Airlines and aircraft makers have been working hard to improve Wi-Fi signal strength onboard planes - and they have come up with a novel way to test it.
According to the Belfast Telegraph, engineers at Boeing in Chicago have used sacks of potatoes as stand-ins for passengers while they work to remove signal weak spots. They needed full planes to get accurate results, but couldn't ask people to sit still for long enough for the necessary data to be gathered.
Curiously, potatoes turned out to be a great passenger substitute because their water content and chemistry means that they absorb and reflect radio wave signals in the same way that the human body does.
Boeing spokesman Adam Tischler told the newspaper: "It's a testament to the ingenuity of these engineers. They didn't go in with potatoes as the plan."

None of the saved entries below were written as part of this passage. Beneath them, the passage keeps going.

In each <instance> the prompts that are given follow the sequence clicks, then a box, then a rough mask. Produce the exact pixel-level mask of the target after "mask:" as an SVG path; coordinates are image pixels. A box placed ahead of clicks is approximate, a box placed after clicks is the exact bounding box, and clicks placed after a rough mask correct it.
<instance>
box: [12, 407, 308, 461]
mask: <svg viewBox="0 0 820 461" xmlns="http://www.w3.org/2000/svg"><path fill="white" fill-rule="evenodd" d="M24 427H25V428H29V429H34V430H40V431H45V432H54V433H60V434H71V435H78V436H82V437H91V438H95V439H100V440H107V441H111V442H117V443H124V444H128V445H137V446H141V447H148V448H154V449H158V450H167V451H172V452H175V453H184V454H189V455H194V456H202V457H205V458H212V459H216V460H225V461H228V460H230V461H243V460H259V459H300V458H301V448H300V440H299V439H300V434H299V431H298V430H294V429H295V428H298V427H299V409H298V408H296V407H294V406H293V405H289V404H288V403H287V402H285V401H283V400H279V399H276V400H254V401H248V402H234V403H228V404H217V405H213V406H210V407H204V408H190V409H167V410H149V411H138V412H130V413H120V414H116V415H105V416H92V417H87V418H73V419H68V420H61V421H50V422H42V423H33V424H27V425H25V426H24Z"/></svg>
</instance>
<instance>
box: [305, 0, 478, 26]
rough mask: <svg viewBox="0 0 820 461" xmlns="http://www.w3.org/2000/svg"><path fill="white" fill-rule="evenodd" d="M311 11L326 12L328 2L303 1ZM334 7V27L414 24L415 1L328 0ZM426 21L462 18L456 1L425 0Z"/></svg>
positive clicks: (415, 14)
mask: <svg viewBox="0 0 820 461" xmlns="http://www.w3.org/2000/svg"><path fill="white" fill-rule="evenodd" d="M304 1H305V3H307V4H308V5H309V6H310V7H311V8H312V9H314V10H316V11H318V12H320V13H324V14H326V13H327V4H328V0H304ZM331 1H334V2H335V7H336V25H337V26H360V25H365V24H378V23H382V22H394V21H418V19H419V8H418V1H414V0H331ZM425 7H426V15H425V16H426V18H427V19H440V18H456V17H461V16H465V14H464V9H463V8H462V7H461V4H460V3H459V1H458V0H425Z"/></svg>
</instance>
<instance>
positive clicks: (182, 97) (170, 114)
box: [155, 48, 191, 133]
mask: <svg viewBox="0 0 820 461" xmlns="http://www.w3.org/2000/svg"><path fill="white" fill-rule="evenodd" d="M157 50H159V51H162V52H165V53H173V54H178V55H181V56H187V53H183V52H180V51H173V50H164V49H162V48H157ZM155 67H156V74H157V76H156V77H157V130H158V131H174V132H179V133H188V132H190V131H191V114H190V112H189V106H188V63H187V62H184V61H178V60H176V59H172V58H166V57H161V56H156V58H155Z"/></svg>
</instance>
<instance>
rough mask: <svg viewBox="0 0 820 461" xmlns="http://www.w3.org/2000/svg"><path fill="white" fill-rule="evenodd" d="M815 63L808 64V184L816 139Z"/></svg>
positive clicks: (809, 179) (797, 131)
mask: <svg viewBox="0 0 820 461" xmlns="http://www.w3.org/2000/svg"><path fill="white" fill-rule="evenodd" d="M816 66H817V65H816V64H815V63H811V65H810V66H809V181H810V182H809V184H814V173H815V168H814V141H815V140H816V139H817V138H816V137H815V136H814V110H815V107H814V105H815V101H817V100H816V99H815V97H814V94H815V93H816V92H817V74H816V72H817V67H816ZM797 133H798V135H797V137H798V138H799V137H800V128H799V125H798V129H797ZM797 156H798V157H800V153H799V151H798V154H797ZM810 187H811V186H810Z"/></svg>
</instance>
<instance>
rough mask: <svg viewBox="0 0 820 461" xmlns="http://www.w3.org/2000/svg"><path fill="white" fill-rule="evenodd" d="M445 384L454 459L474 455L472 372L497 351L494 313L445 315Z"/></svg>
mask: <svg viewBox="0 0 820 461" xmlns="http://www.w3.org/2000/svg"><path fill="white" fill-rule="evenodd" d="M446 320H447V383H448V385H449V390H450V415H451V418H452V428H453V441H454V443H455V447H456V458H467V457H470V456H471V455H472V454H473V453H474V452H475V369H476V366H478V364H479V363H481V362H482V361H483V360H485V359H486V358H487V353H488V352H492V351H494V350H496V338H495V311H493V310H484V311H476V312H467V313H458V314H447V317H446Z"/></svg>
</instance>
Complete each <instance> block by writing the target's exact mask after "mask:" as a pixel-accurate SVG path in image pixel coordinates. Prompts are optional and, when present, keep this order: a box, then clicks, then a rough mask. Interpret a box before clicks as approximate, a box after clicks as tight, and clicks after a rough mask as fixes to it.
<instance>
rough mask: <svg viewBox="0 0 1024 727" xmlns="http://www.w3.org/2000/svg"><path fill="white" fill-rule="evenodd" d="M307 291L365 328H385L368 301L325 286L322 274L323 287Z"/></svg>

Mr Tischler explained that a member of the research team read an articles in the Journal of Food Science describing research in which fruits and vegetables were evaluated for the way they transmit electric force without conduction.
This led the Boeing researchers to wonder if potatoes might work as a substitute for passengers - so they bought 20,000lbs of them.
The engineers placed sacks of potatoes on each seat and were then able to develop a system to fine tune internet signals so that they would be strong and reliable in all areas of the plane.
The Independent reports that the system also ensures that Wi-Fi signals will not interfere with the plane's navigation and communication equipment.
Boeing engineer Dennis Lewis explains in a video: "From a safety standpoint, you want to know what the peak signals are, what's the strongest signal one of our communications and navigation systems might see from a laptop or 150 laptops or 350 laptops."
As a result of this research, the company says that better Wi-Fi signals can now be found on three Boeing aircraft models: 777, 747-8 and the 787 Dreamliner.